Final answer:
To determine the pressure difference between two points in an inviscid flow field, we can use Bernoulli's equation. By finding the velocity components at each point and substituting them into Bernoulli's equation, we can calculate the pressure difference. We can find the velocity components using the derivative of the velocity potential function.
Step-by-step explanation:
To determine the pressure difference between points (1, 2) and (3, 3), we need to apply Bernoulli's equation. Bernoulli's equation states that the sum of pressure, density, and velocity remains constant along a streamline in an inviscid flow. In this case, we are given the velocity potential function phi = -(3x² y - y³).

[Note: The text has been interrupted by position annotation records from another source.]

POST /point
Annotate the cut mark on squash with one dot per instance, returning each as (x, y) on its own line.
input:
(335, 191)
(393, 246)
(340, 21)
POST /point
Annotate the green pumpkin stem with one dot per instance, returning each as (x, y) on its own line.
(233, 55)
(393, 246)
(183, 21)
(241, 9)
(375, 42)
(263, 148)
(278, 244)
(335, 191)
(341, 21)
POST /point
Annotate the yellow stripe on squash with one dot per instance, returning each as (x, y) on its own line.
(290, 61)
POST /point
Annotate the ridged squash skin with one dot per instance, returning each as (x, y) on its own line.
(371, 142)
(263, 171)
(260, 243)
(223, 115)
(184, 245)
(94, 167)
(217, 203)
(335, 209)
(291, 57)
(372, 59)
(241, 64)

First, let's find the velocities at the two points. We can find the velocities by taking the derivatives of the velocity potential with respect to x and y. The velocity components are given by:
Vx = -d(phi) / dx = 6xy
Vy = -d(phi) / dy = 3x² - 3y²
Next, we can plug in the coordinates of the two points into the velocity components and use them to calculate the velocities at each point. Then, we can use Bernoulli's equation to find the pressure difference between the two points. The equation is:
P₁ + 1/2ρ(V₁²) = P₂ + 1/2ρ(V₂²)
By substituting the values of velocities at each point and rearranging the equation, we can solve for the pressure difference between the two points.